Why mid caps hold up better than small caps under tariff pressure


00:00 Speaker A

Walk us through why you think mid-caps still preferable to small caps here.

00:08 Jill

Thanks for having me. Yeah, I mean, I think we’ve, we’ve obviously seen a bounce in, in the Russell 2000, but when you step back, I mean, the, the tariff agreement between the US and China is certainly a positive, but even before tariffs were in play, we were cautious in the Russell 2000 small cap index because, you know, these stocks have still been struggling to get out of the earnings recession that they’ve been in since 2023. Um, tariffs, while there is less incremental risk are, are still in play and, and there’s still a lot of uncertainty and, and obviously there is still a 30% uh, tariff rate in, in terms of China. So smaller companies have thinner margins, so they will get hit harder in terms of the earnings impact from tariffs. Um, so when you’re within that, that mid-cap size segment, mid-caps are, you know, less impacted by, by tariff risk. We’ve also seen, you know, cleaner balance sheets in the mid-cap size segment. If we’re in an environment where the, the Fed stays on hold, which is what our economists are expecting for this year, um, smaller stocks have a lot more refinancing risk. So, uh, we, we’ve also seen trends this earning season where, you know, corporate sentiment on earnings calls has still been much more negative for, for smaller stocks. So we do think mid-caps offer a, a better risk reward. Um, but, but I think we’re in an environment where selectivity is key, you know, just buying or selling the Russell 2000 isn’t uh, maybe the best way to, to invest.

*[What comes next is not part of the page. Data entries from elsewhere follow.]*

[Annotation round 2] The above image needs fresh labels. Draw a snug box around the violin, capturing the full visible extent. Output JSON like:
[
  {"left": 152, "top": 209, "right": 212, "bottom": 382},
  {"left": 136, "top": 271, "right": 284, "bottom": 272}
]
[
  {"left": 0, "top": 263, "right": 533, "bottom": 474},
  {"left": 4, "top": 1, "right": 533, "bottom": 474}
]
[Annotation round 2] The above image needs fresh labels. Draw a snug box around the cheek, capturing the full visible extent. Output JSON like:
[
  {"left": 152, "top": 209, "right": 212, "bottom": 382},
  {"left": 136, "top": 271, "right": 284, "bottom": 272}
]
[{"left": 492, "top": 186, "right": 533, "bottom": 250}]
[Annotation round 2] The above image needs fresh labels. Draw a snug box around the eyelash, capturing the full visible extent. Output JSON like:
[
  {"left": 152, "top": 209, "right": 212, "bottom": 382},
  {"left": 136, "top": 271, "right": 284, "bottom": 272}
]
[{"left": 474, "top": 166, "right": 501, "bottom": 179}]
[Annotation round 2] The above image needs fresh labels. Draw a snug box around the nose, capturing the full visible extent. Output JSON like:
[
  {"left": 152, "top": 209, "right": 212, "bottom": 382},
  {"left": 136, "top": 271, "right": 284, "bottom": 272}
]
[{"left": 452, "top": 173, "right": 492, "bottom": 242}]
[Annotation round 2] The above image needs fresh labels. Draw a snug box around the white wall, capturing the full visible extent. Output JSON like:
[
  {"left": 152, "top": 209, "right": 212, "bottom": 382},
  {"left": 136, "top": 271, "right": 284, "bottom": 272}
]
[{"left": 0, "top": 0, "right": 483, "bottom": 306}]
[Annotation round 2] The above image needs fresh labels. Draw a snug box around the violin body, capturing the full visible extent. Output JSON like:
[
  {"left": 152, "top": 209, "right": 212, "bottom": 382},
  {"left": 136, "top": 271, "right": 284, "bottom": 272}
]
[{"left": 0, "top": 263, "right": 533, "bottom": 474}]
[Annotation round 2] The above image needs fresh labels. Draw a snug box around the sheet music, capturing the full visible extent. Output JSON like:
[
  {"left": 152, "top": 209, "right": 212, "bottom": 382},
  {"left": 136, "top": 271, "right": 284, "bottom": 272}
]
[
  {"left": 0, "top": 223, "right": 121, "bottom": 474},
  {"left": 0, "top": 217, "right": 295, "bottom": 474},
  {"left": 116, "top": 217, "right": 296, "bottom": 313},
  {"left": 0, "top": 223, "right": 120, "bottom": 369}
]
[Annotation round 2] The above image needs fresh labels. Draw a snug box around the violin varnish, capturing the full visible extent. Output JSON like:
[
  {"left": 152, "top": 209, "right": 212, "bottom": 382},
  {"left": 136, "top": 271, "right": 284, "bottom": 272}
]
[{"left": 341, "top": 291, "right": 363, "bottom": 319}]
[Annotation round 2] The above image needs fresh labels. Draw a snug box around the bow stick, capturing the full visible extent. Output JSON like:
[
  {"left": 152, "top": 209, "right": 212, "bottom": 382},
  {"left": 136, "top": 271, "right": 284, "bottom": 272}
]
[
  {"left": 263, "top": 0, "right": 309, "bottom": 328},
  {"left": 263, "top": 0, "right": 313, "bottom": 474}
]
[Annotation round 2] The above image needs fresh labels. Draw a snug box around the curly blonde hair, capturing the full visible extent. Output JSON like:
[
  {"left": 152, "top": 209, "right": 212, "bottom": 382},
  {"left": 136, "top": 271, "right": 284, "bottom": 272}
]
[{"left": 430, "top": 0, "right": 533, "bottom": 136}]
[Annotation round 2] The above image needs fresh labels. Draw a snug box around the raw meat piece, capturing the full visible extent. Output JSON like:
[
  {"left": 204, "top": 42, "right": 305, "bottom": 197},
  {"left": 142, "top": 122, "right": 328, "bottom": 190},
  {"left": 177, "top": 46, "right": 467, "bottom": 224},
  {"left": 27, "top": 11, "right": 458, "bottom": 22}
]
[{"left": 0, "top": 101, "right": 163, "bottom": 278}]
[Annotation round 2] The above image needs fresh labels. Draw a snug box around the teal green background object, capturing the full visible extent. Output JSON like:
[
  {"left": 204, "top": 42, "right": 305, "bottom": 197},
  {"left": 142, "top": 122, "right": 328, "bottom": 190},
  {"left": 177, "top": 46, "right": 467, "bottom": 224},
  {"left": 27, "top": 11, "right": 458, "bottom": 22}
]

We think there’s still a lot of opportunities within small and mid-caps, um, you know, on, on a selective basis given where valuations are, um, but, but focusing on the stocks that, you know, maybe have stronger margins given tariff risk, maybe that have stronger estimate revisions in an environment where estimates have coming, been coming down. These are the areas we focus on.

04:25 Speaker A

Um, and Jill, um, it’s interesting that, that as we get these changing tariff rates, you guys have to redo your numbers on the effect that it’s going to have on earnings per share. So where do you stand now and compare and contrast what it’s going to mean for S&P 500 earnings per share versus the smaller caps?

05:02 Jill

Yeah, so if we, if we look at the, the latest agreement and the, the 30% on, on China and, and the, the 10% uh, in terms of the reverse, then, you know, we, we think for the S&P 500, there should be about a five to 6% hit to operating earnings. Um, so much less than, than prior to the agreement. Um, whereas for, for small caps, we, we think the impact could be, you know, about three times as much, given that these stocks do have thinner margins. So it is harder for them in, in terms of the tariff impact. And a lot of small caps are, you know, less, less nimble than, than some larger companies to be able to as easily, you know, shift, um, supply chains and sourcing.